Jeffery Simpson recently wrote a column discussing the elusiveness of majority government in Canada. However, he focused on the relatively even division of opinion, describing four "blocks" of opinion.
In TC's view only one of these counts: the Bloc Quebecois. As long as it can win between 40 and 50 seats in the House of Commons each election in Quebec, it means that one of the pan-Canadian parties needs from 57.8% (BQ wins 40) to 60.1% (BQ wins 50) of the remaining seats in order to secure the 155 needed for a majority.
The difficulty is illustrated by looking back at previous majority governments pre-BQ. We find, for example, that the 1988 Mulroney PCs won just 57.1% of the seats overall. As a percentage of non BQ seats this mark would fail in current circumstances. The only two wins since 1960 that met the 57.8 to 60.1% benchmark were Mulroney in 1984 (75%) and Trudeau in 1968 (58.3%).
Chrétien's majorities were flukes in the sense that they depended on an even split between Reform/Alliance and PCs in Ontario and very low NDP numbers, which themselves were a product of a temporary decade-long depressed support level caused both by unpopular provincial governments (Harcourt/Clark in BC and Bob Rae in Ontario) and unusually weak federal leadership, principally Audrey McLaughlin.
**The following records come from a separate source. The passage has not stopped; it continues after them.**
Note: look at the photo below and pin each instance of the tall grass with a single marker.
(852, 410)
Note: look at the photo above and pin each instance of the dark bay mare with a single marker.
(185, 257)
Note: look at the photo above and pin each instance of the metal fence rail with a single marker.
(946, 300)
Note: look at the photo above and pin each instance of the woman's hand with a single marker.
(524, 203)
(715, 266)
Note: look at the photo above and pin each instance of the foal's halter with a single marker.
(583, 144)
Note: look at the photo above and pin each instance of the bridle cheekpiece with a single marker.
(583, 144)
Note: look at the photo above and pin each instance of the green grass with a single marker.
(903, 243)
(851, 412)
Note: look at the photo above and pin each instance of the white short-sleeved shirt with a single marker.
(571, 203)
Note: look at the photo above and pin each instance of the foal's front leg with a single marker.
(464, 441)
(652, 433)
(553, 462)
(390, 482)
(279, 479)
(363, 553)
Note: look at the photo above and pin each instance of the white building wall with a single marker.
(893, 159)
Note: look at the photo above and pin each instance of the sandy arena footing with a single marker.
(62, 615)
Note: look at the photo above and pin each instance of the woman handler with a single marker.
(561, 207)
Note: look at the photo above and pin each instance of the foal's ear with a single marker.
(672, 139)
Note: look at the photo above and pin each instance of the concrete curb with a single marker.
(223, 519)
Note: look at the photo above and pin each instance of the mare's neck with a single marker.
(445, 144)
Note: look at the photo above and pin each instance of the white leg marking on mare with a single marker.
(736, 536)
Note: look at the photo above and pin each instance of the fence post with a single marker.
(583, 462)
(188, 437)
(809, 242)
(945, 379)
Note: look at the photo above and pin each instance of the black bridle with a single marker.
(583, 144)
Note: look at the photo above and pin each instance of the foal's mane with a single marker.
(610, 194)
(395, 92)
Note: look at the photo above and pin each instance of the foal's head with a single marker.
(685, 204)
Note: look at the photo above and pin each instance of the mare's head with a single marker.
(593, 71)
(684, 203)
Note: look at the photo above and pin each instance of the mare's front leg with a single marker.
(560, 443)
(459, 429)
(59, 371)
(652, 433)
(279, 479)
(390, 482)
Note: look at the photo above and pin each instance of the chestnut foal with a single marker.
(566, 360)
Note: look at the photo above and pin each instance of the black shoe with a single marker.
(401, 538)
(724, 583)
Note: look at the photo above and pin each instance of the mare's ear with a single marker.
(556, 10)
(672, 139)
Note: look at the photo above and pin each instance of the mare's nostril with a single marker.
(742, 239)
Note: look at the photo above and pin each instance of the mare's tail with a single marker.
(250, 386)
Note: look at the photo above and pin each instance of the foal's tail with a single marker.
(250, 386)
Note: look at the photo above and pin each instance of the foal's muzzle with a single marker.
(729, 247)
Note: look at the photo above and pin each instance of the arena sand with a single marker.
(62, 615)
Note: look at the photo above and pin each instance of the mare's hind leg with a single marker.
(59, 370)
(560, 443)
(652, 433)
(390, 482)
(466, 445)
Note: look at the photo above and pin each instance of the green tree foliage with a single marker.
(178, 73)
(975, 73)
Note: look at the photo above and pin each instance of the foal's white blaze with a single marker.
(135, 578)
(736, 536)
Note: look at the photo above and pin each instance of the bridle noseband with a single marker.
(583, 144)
The NDP did begin to revive a bit under Alexa McDonough and gained new ground in Atlantic Canada but remained very weak in Ontario.
With the Conservatives reunited, looking ahead it is hard to see any majority scenario save for some kind of Liberal/NDP cooperation. While recent elections have not produced those numbers TC has seen a Liberal plus NDP majority in a fair number of polls in the past six months. It bears watching.